Canlı yayını kaçıranlar için programda konuşulanların ve #SansuruTartisiyoruz başlığı altında masaya yatırdığımız konuların en öne çıkan noktalarını derledik.
Yeni yasa kapsamında saklanacak kullanıcı trafik bilgileri neleri kapsıyor?
İlk olarak Ulaştırma, Haberleşme ve Denizcilik Bakanı Lütfi Elvan’ın saklanacak trafik bilgileri tanımı tartışmaya açıldı. Avukat Serhat Koç, yasa gereğince kayıt altına alınacak ve yer sağlayıcılar tarafından saklanılacak trafik bilgilerinin kapsamının kullanıcıların internet üzerinde tıkladığı her şeyi kapsayacağını söyledi. Bunların arasında sosyal ağlarda yaptığınız yorumlar, beğenileriniz, yazdığınız her şey ve hatta web sitelerinde, forumlarda onaylanmamış yorumları da saymak mümkün. Koç, hakimlerin telefon numarası ile IP numaralarının aynı şey zannettiğini söylerken bu konuda yeterli ve doğru bilgiye sahip olmadıklarını da vurguladı. Selva Kaynak ise saklanacak trafik bilgilerin kapsamı da dahil olmak üzere yasanın muğlaklıklarla dolu olduğunu dile getirdi.
- Barış Akpolat: “Sık kullananlar diye bir şey artık kalmayacak”

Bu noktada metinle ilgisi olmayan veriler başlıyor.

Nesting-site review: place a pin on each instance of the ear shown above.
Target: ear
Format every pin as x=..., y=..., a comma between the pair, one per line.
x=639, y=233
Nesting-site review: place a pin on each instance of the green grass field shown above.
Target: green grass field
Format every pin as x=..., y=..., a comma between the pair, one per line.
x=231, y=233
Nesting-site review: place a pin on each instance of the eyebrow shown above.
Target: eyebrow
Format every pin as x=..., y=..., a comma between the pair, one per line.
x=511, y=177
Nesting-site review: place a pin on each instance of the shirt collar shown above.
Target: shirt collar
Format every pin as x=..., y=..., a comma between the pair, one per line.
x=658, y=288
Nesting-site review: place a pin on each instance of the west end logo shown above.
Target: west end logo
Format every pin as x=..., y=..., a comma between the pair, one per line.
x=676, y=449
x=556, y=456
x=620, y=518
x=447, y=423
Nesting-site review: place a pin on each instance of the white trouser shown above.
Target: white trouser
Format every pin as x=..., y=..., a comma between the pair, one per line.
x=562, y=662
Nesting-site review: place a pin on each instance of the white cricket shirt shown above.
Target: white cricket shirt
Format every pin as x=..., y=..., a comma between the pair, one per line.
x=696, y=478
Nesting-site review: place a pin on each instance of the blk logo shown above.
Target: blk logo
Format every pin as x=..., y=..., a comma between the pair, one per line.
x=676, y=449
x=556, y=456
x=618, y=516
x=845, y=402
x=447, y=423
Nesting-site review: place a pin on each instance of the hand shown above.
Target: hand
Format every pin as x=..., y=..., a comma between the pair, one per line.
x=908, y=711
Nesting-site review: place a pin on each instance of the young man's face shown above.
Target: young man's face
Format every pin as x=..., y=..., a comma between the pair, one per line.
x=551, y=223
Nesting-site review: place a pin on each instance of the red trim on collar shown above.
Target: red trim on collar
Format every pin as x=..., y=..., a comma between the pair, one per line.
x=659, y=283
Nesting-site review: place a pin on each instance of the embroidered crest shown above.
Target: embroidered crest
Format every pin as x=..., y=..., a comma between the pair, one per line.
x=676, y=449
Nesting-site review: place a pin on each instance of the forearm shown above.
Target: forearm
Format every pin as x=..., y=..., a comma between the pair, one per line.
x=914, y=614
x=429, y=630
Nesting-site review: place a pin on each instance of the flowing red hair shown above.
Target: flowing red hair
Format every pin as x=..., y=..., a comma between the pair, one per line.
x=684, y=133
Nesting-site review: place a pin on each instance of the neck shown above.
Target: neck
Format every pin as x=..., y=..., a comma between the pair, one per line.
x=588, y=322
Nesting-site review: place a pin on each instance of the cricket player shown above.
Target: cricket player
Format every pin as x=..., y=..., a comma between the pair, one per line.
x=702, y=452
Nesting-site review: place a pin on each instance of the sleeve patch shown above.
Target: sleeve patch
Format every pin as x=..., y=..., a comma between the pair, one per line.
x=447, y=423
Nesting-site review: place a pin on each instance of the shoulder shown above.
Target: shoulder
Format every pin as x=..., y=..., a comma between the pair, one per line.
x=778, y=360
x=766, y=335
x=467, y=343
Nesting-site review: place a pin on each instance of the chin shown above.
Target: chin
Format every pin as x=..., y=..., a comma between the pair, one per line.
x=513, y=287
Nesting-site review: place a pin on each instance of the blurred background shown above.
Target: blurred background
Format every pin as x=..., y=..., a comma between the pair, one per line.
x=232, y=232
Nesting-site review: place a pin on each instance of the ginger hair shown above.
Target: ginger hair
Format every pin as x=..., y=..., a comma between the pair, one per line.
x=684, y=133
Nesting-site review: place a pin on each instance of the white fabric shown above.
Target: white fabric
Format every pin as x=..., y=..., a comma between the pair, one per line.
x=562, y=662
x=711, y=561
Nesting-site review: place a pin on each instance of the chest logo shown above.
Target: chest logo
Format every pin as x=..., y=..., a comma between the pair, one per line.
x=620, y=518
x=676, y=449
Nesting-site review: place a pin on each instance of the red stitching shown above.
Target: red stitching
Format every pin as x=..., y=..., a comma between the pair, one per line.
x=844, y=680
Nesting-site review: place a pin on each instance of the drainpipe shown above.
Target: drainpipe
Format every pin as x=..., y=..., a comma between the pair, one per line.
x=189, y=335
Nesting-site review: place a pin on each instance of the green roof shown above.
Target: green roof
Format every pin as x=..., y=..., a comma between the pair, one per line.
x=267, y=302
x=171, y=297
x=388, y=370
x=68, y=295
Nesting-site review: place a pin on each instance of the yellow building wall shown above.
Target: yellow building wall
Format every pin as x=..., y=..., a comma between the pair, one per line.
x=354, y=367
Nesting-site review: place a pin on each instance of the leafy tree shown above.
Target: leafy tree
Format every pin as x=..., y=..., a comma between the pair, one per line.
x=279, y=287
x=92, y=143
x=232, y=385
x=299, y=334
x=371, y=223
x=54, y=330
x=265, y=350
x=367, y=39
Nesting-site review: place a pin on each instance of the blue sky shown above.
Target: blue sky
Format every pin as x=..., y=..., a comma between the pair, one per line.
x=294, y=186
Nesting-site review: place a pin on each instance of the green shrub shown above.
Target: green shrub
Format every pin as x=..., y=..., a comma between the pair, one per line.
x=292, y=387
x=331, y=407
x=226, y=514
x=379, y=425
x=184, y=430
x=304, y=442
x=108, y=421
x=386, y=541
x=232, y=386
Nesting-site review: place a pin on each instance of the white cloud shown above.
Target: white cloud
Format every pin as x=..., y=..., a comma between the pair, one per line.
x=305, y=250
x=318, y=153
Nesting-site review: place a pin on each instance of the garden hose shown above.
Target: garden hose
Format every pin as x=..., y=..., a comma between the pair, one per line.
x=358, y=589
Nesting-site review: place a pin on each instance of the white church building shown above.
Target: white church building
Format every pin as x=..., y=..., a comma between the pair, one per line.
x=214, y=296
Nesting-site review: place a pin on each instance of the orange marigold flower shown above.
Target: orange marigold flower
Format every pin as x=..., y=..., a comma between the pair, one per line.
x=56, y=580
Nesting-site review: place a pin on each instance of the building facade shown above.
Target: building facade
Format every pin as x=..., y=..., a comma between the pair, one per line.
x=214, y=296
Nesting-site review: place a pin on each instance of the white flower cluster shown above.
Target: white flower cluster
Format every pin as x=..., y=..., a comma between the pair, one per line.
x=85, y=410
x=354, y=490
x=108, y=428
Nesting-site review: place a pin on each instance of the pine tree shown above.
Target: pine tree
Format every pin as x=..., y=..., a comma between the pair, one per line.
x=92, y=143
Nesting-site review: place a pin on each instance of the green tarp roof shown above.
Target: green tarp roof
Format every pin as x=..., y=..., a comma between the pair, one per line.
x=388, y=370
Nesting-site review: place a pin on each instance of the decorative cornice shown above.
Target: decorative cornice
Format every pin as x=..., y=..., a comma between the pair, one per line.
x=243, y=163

Yeni yasa ile birlikte içeriklerin kaldırılması, sitelerin erişime kolaylıkla engellenmesi sebebiyle sık kullananlara eklenecek site, sayfa kalmayacağını; bir gün izlediğiniz videoya ertesi gün erişemeyeceğinizi söyleyen Akpolat, trafik bilgilerinin iki sene gibi uzun bir süre saklanmasının da sakıncalarından bahsetti. İki sene önce yazdığınız tweet’in bugün sizi bağlamayacağını ve değişen gündem ve şartlar çerçevesinde kişilerin zaman aşımına uğramış içerikleri sebebiyle suçlanmasının yanlış olduğunu dile getirdi.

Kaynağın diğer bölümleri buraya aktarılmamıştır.